Using sklearn module to create and evaluate various machine learning models. This is the final project of the Coursera's Machine Learning with Python course.
This dataset is about past loans. The Loan_train.csv data set includes details of 346 customers whose loan are already paid off or defaulted.
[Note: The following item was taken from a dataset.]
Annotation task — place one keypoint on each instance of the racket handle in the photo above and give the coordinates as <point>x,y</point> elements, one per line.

It includes following fields:
Field | Description |
---|---|
Loan_status | Whether a loan is paid off on in collection |
Principal | Basic principal loan amount at the |
Terms | Origination terms which can be weekly (7 days), biweekly, and monthly payoff schedule |
Effective_date | When the loan got originated and took effects |
Due_date | Since it’s one-time payoff schedule, each loan has one single due date |
Age | Age of applicant |
Education | Education of applicant |
Gender | The gender of applicant |
We use the training set to build an accurate model and then use the test set to report the accuracy of the model using the following algorithms:
- K Nearest Neighbor(KNN)
- Decision Tree
- Support Vector Machine
- Logistic Regression
Algorithm | Jaccard | F1-score | LogLoss |
---|---|---|---|
KNN | 0.703704 | 0.686067 | NA |
Decision Tree | 0.796296 | 0.780146 | NA |
SVM | 0.722222 | 0.621266 | NA |
Logistic Regression | 0.740741 | 0.630418 | 0.493198 |